The algorithm typically used to try and address these issue is called "recursive descent" dis-assembly. It works similarly to a recursive descent parser, in that it starts with a known "entry point" (either the "main" method of an exe, or all the exports of a dll) and then starts disassembling. Other entry points are discovered during dis-assembly. For example, given a "call" instruction, the target will be assumed to be an entry point. The dis-assembler will iteratively disassemble discovered entry points until no more are found.

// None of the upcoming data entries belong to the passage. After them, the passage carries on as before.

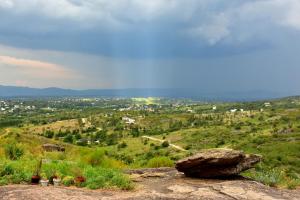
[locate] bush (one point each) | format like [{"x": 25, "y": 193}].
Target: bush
[
  {"x": 13, "y": 151},
  {"x": 95, "y": 158},
  {"x": 68, "y": 181},
  {"x": 160, "y": 162},
  {"x": 165, "y": 144}
]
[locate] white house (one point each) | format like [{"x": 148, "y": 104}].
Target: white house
[{"x": 128, "y": 120}]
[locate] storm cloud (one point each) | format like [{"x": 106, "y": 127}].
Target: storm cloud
[{"x": 206, "y": 44}]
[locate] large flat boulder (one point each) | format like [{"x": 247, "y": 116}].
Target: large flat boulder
[{"x": 216, "y": 163}]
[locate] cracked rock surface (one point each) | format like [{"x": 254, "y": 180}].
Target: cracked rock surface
[
  {"x": 214, "y": 163},
  {"x": 157, "y": 184}
]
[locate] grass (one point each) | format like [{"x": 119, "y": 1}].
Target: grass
[{"x": 160, "y": 162}]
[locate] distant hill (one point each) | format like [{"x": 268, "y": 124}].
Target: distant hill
[{"x": 14, "y": 91}]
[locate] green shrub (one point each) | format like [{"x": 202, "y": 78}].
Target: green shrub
[
  {"x": 96, "y": 157},
  {"x": 68, "y": 181},
  {"x": 13, "y": 151},
  {"x": 160, "y": 162},
  {"x": 165, "y": 144}
]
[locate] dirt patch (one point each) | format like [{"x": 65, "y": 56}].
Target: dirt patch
[{"x": 157, "y": 184}]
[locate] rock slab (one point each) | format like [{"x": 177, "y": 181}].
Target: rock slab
[{"x": 216, "y": 163}]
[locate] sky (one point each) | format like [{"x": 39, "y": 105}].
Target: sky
[{"x": 207, "y": 45}]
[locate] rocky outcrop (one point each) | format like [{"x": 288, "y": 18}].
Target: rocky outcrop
[
  {"x": 215, "y": 163},
  {"x": 168, "y": 185}
]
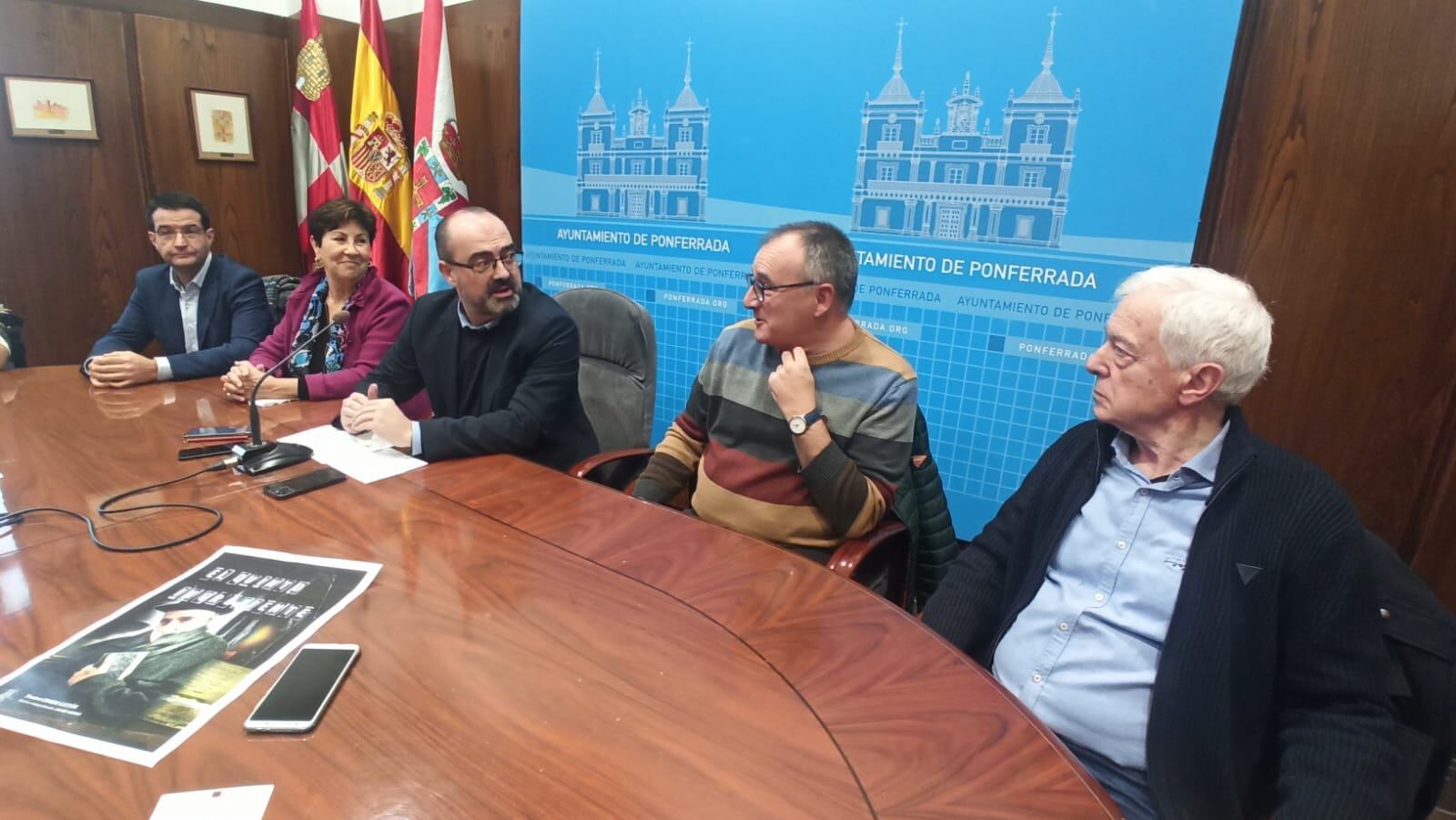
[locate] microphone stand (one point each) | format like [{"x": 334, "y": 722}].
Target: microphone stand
[{"x": 259, "y": 456}]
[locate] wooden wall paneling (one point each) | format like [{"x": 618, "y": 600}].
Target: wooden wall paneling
[
  {"x": 210, "y": 14},
  {"x": 252, "y": 203},
  {"x": 1337, "y": 203},
  {"x": 70, "y": 210},
  {"x": 1434, "y": 524}
]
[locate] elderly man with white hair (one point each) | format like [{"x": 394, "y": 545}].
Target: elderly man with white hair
[{"x": 1186, "y": 604}]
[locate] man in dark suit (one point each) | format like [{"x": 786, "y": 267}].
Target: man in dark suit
[
  {"x": 206, "y": 309},
  {"x": 1190, "y": 608},
  {"x": 497, "y": 357}
]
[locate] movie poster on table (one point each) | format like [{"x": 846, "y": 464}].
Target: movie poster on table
[
  {"x": 999, "y": 167},
  {"x": 140, "y": 682}
]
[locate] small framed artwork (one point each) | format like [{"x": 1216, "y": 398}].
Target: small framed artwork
[
  {"x": 55, "y": 108},
  {"x": 220, "y": 126}
]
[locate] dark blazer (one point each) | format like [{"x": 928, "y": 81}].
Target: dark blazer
[
  {"x": 529, "y": 404},
  {"x": 1270, "y": 689},
  {"x": 232, "y": 318}
]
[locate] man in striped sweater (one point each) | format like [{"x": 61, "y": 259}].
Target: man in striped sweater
[
  {"x": 1187, "y": 606},
  {"x": 800, "y": 424}
]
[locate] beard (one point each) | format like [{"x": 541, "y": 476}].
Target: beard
[{"x": 502, "y": 306}]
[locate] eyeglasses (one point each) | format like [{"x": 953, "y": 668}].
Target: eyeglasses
[
  {"x": 189, "y": 232},
  {"x": 482, "y": 264},
  {"x": 761, "y": 290}
]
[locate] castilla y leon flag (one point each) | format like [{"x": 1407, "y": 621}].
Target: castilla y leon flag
[
  {"x": 379, "y": 157},
  {"x": 437, "y": 182},
  {"x": 318, "y": 155}
]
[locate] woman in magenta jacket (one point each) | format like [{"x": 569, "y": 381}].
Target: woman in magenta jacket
[{"x": 342, "y": 233}]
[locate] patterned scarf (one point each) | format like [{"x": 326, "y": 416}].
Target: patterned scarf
[{"x": 312, "y": 317}]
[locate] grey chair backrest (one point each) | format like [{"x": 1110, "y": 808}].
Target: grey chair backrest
[
  {"x": 618, "y": 364},
  {"x": 277, "y": 290}
]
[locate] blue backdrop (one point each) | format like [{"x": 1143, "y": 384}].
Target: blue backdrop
[{"x": 1001, "y": 167}]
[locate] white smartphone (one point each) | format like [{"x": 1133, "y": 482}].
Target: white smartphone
[{"x": 303, "y": 691}]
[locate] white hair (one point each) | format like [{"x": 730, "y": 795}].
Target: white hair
[{"x": 1210, "y": 317}]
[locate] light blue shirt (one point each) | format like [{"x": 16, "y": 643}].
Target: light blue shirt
[
  {"x": 188, "y": 298},
  {"x": 1084, "y": 653},
  {"x": 465, "y": 322}
]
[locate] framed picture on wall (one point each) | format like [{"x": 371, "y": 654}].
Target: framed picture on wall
[
  {"x": 56, "y": 108},
  {"x": 222, "y": 126}
]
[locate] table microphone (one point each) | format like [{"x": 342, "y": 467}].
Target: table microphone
[{"x": 259, "y": 456}]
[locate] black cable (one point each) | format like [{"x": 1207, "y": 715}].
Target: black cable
[{"x": 16, "y": 517}]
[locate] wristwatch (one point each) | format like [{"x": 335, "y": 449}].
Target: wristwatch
[{"x": 800, "y": 424}]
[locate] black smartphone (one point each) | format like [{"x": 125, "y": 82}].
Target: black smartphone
[
  {"x": 305, "y": 482},
  {"x": 204, "y": 451},
  {"x": 298, "y": 696}
]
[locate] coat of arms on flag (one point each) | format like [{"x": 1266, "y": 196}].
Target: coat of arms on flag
[
  {"x": 434, "y": 175},
  {"x": 313, "y": 69},
  {"x": 378, "y": 153}
]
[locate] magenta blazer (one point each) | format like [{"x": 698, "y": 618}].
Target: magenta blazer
[{"x": 375, "y": 320}]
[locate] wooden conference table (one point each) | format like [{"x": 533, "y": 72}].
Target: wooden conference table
[{"x": 535, "y": 645}]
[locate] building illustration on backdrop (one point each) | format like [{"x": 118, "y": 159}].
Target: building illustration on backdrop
[
  {"x": 644, "y": 174},
  {"x": 960, "y": 181}
]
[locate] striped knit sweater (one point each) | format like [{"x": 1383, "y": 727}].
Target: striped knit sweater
[{"x": 739, "y": 443}]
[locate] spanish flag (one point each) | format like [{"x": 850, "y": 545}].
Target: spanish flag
[{"x": 379, "y": 155}]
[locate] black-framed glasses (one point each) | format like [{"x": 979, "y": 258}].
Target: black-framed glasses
[
  {"x": 761, "y": 291},
  {"x": 169, "y": 233},
  {"x": 484, "y": 264}
]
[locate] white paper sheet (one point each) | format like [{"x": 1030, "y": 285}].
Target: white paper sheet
[
  {"x": 240, "y": 803},
  {"x": 363, "y": 458}
]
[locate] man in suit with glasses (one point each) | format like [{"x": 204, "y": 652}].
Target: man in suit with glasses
[{"x": 497, "y": 357}]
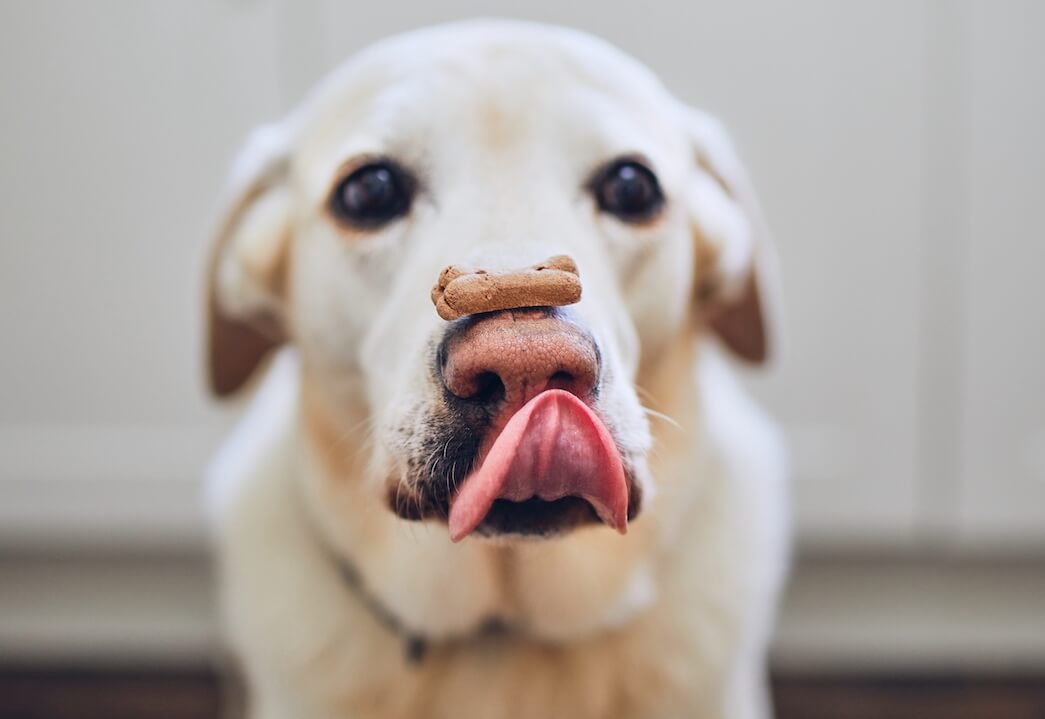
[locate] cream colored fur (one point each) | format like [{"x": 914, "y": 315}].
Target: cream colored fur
[{"x": 671, "y": 620}]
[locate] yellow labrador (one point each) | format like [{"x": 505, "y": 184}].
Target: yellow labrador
[{"x": 388, "y": 546}]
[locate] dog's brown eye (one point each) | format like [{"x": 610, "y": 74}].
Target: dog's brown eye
[
  {"x": 629, "y": 190},
  {"x": 372, "y": 195}
]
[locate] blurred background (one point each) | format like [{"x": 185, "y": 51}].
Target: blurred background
[{"x": 898, "y": 147}]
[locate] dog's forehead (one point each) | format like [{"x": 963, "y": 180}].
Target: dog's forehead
[{"x": 475, "y": 83}]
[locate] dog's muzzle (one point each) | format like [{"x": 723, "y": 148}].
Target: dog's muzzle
[{"x": 525, "y": 385}]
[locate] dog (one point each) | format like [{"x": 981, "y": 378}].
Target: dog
[{"x": 355, "y": 580}]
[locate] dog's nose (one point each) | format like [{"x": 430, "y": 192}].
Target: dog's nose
[{"x": 515, "y": 354}]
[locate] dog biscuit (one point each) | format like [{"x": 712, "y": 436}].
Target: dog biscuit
[{"x": 466, "y": 291}]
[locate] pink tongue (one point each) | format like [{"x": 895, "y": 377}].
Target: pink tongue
[{"x": 555, "y": 446}]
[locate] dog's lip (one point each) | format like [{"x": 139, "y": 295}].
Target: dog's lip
[{"x": 553, "y": 447}]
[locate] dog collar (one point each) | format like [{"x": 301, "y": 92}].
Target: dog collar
[{"x": 415, "y": 645}]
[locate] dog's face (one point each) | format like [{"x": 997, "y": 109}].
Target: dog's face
[{"x": 495, "y": 145}]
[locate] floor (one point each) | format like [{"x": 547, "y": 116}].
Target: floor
[{"x": 198, "y": 694}]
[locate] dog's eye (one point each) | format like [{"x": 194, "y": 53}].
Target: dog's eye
[
  {"x": 629, "y": 190},
  {"x": 372, "y": 195}
]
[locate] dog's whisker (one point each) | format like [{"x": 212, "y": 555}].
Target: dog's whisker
[{"x": 662, "y": 416}]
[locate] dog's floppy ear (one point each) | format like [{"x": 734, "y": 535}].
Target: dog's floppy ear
[
  {"x": 736, "y": 274},
  {"x": 247, "y": 275}
]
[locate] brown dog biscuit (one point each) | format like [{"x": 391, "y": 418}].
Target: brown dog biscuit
[{"x": 466, "y": 291}]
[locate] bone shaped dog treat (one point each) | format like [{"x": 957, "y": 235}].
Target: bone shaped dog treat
[{"x": 466, "y": 291}]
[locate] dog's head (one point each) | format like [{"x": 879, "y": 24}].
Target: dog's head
[{"x": 496, "y": 145}]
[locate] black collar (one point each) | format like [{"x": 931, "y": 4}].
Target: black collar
[{"x": 415, "y": 645}]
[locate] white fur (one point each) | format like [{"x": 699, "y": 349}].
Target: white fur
[{"x": 671, "y": 620}]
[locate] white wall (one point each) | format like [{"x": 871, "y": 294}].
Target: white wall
[{"x": 897, "y": 146}]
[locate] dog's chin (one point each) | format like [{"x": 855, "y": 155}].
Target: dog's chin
[{"x": 533, "y": 518}]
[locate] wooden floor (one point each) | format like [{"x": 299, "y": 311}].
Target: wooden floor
[{"x": 191, "y": 694}]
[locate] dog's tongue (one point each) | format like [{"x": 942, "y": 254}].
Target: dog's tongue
[{"x": 555, "y": 446}]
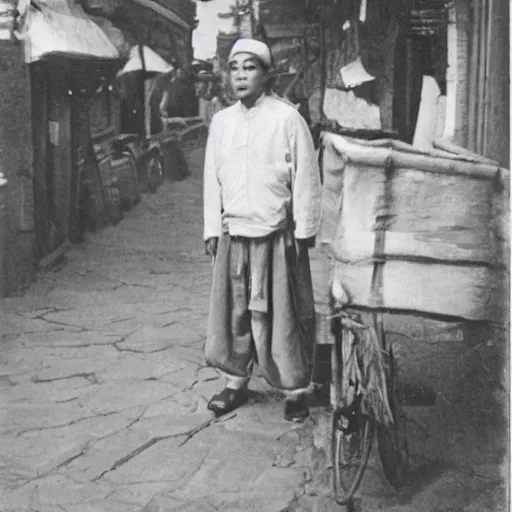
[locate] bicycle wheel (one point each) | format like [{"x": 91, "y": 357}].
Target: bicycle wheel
[
  {"x": 351, "y": 444},
  {"x": 393, "y": 446}
]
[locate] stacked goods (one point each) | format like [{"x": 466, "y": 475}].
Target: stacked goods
[
  {"x": 124, "y": 170},
  {"x": 413, "y": 231}
]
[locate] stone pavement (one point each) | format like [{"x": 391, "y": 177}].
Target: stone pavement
[{"x": 103, "y": 393}]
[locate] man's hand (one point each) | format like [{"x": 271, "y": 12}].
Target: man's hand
[
  {"x": 303, "y": 245},
  {"x": 210, "y": 246}
]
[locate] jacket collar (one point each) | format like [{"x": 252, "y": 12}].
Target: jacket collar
[{"x": 254, "y": 110}]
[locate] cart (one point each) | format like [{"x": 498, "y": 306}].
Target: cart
[{"x": 408, "y": 232}]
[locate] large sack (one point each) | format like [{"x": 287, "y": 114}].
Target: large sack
[{"x": 441, "y": 247}]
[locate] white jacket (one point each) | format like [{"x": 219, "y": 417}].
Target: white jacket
[{"x": 252, "y": 157}]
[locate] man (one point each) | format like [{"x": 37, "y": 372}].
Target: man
[{"x": 261, "y": 213}]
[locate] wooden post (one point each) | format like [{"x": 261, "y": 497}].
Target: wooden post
[{"x": 3, "y": 220}]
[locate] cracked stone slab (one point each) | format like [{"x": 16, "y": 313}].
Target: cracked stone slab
[
  {"x": 22, "y": 416},
  {"x": 144, "y": 367},
  {"x": 149, "y": 339},
  {"x": 53, "y": 491},
  {"x": 72, "y": 339},
  {"x": 120, "y": 395},
  {"x": 249, "y": 458},
  {"x": 102, "y": 456},
  {"x": 106, "y": 505},
  {"x": 140, "y": 493},
  {"x": 165, "y": 461},
  {"x": 60, "y": 390},
  {"x": 41, "y": 451},
  {"x": 252, "y": 502}
]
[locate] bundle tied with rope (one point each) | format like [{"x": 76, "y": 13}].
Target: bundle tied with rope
[{"x": 364, "y": 362}]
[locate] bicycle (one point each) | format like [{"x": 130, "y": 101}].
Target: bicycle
[{"x": 367, "y": 401}]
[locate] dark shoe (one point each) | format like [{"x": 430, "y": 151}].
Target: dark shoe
[
  {"x": 296, "y": 410},
  {"x": 227, "y": 400}
]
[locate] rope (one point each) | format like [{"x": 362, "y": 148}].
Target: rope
[{"x": 365, "y": 367}]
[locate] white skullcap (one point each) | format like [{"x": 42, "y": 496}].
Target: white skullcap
[{"x": 254, "y": 47}]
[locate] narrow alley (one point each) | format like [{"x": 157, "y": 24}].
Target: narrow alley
[{"x": 104, "y": 392}]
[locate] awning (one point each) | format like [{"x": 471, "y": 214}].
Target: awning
[
  {"x": 153, "y": 62},
  {"x": 60, "y": 27}
]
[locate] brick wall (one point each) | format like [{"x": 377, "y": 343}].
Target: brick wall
[{"x": 16, "y": 164}]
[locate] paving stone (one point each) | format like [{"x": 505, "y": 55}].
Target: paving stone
[
  {"x": 148, "y": 339},
  {"x": 103, "y": 455},
  {"x": 143, "y": 367},
  {"x": 29, "y": 416},
  {"x": 107, "y": 505},
  {"x": 166, "y": 461},
  {"x": 111, "y": 396},
  {"x": 53, "y": 490}
]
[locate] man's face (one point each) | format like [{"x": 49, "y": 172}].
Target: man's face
[
  {"x": 201, "y": 88},
  {"x": 248, "y": 78}
]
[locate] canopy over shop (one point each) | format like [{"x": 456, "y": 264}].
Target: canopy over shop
[{"x": 69, "y": 57}]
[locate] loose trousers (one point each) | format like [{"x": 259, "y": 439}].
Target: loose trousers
[{"x": 261, "y": 312}]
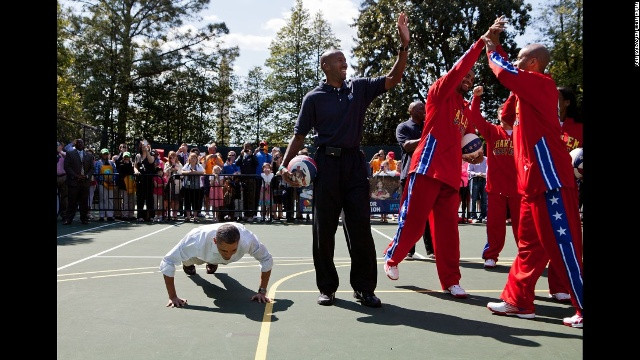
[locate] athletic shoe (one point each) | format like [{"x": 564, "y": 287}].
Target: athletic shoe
[
  {"x": 189, "y": 270},
  {"x": 456, "y": 291},
  {"x": 562, "y": 297},
  {"x": 211, "y": 268},
  {"x": 326, "y": 299},
  {"x": 503, "y": 308},
  {"x": 489, "y": 264},
  {"x": 367, "y": 298},
  {"x": 391, "y": 271},
  {"x": 574, "y": 321}
]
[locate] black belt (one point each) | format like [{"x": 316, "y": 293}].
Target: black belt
[{"x": 335, "y": 151}]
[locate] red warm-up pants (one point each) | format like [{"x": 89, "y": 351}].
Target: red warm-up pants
[
  {"x": 429, "y": 197},
  {"x": 549, "y": 230}
]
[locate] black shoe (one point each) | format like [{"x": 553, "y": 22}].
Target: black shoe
[
  {"x": 211, "y": 268},
  {"x": 189, "y": 270},
  {"x": 326, "y": 300},
  {"x": 367, "y": 298}
]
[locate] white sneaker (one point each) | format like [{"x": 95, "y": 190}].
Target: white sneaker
[
  {"x": 574, "y": 321},
  {"x": 503, "y": 308},
  {"x": 391, "y": 271},
  {"x": 456, "y": 291},
  {"x": 489, "y": 264},
  {"x": 562, "y": 297}
]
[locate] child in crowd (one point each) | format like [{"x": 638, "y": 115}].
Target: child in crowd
[
  {"x": 265, "y": 190},
  {"x": 159, "y": 183},
  {"x": 216, "y": 195}
]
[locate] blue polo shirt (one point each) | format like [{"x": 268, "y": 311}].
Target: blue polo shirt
[{"x": 337, "y": 115}]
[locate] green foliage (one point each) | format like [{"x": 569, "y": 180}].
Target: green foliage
[
  {"x": 139, "y": 77},
  {"x": 69, "y": 101},
  {"x": 561, "y": 23},
  {"x": 251, "y": 118},
  {"x": 294, "y": 65},
  {"x": 441, "y": 31}
]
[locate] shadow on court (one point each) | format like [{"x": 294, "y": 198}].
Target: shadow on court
[
  {"x": 234, "y": 298},
  {"x": 394, "y": 315}
]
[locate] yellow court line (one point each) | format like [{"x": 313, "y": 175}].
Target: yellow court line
[{"x": 263, "y": 340}]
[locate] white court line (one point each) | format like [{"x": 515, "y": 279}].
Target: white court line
[
  {"x": 382, "y": 234},
  {"x": 113, "y": 248},
  {"x": 85, "y": 230}
]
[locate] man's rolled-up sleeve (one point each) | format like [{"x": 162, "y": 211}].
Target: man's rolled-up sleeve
[
  {"x": 260, "y": 253},
  {"x": 169, "y": 261}
]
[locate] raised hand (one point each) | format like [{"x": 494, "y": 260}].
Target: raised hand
[
  {"x": 492, "y": 37},
  {"x": 403, "y": 29}
]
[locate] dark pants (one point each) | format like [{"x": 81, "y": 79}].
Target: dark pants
[
  {"x": 78, "y": 196},
  {"x": 464, "y": 201},
  {"x": 426, "y": 237},
  {"x": 249, "y": 196},
  {"x": 341, "y": 184},
  {"x": 478, "y": 192},
  {"x": 144, "y": 192}
]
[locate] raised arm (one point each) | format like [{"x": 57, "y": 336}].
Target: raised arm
[
  {"x": 395, "y": 75},
  {"x": 295, "y": 144}
]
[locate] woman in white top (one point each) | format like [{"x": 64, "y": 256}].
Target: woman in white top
[{"x": 192, "y": 187}]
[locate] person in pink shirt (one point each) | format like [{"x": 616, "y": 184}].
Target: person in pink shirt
[
  {"x": 159, "y": 182},
  {"x": 464, "y": 194}
]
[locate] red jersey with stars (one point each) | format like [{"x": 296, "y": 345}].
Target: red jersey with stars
[
  {"x": 542, "y": 160},
  {"x": 501, "y": 166},
  {"x": 446, "y": 121},
  {"x": 571, "y": 133}
]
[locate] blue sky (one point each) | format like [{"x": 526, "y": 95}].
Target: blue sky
[{"x": 253, "y": 24}]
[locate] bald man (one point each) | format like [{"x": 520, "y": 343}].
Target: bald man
[
  {"x": 549, "y": 226},
  {"x": 336, "y": 110},
  {"x": 408, "y": 135}
]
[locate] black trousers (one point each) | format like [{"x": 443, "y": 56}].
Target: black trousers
[
  {"x": 341, "y": 185},
  {"x": 78, "y": 197}
]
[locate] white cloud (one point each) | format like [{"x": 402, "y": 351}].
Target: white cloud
[
  {"x": 247, "y": 42},
  {"x": 274, "y": 24}
]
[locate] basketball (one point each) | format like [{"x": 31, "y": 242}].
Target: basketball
[
  {"x": 576, "y": 160},
  {"x": 303, "y": 170},
  {"x": 471, "y": 143}
]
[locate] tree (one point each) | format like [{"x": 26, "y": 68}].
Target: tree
[
  {"x": 293, "y": 62},
  {"x": 441, "y": 31},
  {"x": 127, "y": 45},
  {"x": 561, "y": 23},
  {"x": 69, "y": 101},
  {"x": 252, "y": 109}
]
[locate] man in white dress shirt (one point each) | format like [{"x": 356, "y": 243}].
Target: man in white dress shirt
[{"x": 215, "y": 244}]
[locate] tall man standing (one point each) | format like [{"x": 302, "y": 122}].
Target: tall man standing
[
  {"x": 408, "y": 134},
  {"x": 550, "y": 227},
  {"x": 336, "y": 110},
  {"x": 78, "y": 165}
]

That technique, however, has some problems. It won't find code that is only ever executed through indirection. On windows, a good example is handlers for SEH exceptions. The code that dispatches to them is actually inside the operating system, so recursive descent dis-assembly will not find them, and won't disassemble them. However, they can often be detected by augmenting recursive descent with pattern recognition (heuristic matching).

Machine learning can be used to automatically identify patterns, but many dis-assemblers (like IDA pro) use hand written patterns with a good deal of success.

In any case, if you want to disassemble x86 code, you need to read the Intel Manual. There are a lot of scenarios that need to be supported. The same bit patterns in an instruction can be interpreted in various different ways depending on modifiers, prefixes, the implicit state of the processor, etc. That's all covered in the manual. Start by reading through the first few sections of Volume I. That will walk through the basic execution environment. Most of the rest of the stuff you need is in Volume II.